For her study, Heger uses data from waves 1, 2, 4 and 5 of the Survey of Health, Ageing and Retirement in Europe (SHARE), collected between 2004 and 2013. The multidisciplinary and cross-national household panel survey collects a wide variety of health and socio-demographic information on Europeans aged 50 or over. The longitudinal design of SHARE allows the identification of the relevant effects. The sample includes 3,669 women and 2,752 men aged 50 to 70 who participated in two or more interviews and had at least one living parent at the time of the first interview. Information on mental health is based on the EURO depression (EURO-D) scale, a standardized measure to compare symptoms of depression in Europe. Furthermore, the SHARE data provides information on caregiving activities of the respondents as well as on parental health. A total of 51% of the observed women and 41% of the observed men provided informal care to a parent at some point during the observation period.

Daughters suffer more when caregiving is provided out of necessity

The study finds evidence for both the caregiver effect and the family effect. Parental caregiving increases daughters’ number of depressive symptoms significantly, whereas its negative effect on caregiving sons is significant as well, yet slightly smaller. At the same time, a decline in parental health leads to an increase in the number of depressive symptoms for both daughters and sons. Additionally, daughters suffer significantly more in terms of reduced mental health when they are caregivers to their single parent – in this case they are more likely to be the primary caregiver as spousal care is no longer available and caregiving becomes less of a choice but is provided out of necessity.

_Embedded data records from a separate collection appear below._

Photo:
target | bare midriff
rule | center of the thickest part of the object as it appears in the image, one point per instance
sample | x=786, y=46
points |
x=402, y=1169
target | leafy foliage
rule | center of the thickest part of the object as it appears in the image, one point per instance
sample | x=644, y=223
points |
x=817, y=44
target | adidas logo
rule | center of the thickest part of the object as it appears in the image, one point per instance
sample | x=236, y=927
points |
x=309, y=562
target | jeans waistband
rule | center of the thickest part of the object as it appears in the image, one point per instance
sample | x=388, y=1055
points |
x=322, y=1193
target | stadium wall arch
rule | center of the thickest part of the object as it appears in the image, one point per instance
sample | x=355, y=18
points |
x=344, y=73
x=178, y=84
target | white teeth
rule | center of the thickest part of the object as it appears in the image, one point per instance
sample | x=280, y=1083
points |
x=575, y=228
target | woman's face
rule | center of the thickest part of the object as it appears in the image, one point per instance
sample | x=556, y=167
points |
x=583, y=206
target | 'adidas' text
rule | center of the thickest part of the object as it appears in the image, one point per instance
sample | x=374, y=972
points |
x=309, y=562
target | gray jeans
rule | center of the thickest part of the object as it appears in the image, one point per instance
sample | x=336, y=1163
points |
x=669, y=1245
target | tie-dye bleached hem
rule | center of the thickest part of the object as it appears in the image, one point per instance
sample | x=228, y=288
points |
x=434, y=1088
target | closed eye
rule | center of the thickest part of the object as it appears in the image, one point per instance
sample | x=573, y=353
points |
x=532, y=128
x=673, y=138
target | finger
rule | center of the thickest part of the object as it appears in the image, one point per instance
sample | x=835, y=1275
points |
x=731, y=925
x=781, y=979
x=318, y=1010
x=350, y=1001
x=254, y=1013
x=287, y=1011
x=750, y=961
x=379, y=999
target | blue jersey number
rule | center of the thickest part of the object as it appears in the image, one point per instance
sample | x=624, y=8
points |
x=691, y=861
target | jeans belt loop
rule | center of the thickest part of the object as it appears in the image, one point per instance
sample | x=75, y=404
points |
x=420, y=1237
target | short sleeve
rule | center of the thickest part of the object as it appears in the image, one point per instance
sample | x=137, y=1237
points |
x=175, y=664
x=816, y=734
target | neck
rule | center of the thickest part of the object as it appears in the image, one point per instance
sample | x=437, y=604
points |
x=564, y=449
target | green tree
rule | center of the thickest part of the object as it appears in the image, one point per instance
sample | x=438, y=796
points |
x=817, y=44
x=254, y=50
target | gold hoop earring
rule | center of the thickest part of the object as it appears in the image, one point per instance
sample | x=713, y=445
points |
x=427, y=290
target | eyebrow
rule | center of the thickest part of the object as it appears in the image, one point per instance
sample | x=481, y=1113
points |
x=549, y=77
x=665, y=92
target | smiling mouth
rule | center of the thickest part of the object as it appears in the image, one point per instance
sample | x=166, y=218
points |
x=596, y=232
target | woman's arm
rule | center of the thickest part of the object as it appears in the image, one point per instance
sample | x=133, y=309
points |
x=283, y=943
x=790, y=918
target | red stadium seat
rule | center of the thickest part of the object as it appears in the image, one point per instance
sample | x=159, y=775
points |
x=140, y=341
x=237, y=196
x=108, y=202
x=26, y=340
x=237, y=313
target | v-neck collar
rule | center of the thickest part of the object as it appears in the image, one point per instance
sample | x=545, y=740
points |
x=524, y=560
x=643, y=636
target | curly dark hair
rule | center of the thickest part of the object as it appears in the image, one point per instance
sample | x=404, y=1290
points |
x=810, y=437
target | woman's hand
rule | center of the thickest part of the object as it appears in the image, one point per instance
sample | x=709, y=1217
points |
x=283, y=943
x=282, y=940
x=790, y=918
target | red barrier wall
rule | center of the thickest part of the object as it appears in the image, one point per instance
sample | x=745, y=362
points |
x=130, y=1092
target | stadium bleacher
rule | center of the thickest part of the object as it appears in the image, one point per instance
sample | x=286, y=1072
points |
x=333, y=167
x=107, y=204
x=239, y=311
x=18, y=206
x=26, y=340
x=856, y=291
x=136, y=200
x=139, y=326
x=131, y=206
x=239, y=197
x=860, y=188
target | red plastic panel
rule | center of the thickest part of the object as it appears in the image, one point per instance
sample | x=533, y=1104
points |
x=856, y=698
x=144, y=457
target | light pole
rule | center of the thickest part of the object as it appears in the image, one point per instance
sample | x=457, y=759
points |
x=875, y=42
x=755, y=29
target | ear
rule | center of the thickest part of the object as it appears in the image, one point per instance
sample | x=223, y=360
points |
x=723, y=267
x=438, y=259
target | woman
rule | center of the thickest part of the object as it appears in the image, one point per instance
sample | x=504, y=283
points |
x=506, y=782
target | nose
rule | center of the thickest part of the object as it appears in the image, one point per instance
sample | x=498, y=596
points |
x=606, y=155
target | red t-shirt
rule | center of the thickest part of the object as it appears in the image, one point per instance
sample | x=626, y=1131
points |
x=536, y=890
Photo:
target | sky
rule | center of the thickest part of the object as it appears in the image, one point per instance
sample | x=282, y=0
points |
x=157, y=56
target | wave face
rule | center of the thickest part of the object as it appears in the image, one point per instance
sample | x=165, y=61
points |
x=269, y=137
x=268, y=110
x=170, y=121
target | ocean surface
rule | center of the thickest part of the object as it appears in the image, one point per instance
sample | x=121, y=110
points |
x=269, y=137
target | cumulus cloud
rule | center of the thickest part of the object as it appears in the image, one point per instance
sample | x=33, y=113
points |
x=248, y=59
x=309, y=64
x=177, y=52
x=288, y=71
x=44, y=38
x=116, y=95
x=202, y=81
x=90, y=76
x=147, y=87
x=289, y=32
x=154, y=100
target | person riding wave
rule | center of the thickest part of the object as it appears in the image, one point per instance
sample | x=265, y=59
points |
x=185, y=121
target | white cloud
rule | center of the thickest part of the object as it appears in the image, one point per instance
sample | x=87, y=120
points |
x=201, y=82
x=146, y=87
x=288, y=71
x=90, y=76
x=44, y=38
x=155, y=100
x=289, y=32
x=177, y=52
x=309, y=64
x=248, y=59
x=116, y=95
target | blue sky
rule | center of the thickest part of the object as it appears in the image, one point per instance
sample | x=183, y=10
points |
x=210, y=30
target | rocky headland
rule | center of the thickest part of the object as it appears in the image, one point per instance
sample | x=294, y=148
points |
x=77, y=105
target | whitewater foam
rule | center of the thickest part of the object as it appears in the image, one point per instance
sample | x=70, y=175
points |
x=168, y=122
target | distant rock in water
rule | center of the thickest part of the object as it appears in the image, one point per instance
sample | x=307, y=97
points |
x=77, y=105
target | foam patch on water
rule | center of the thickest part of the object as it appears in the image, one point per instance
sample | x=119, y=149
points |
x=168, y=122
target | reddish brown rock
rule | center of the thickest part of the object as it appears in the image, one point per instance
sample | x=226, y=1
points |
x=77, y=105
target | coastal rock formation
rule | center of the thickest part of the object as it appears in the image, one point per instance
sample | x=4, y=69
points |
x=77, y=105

In times of population ageing, the need for informal care is growing quickly. While Heger’s study has only found small negative health effects for the “average” caregiver, the effects are multiplied if care is provided out of necessity due to the care receivers care needs. Policymakers should therefore be advised to provide alternatives to informal care and make caregiving a choice rather than an obligation, thereby reducing negative mental health effects, Heger concludes.

Study by Dörte Heger (2017): The Mental Health of Children Providing Care to Their Elderly Parent. Health Economics 26(12): 1617-1629.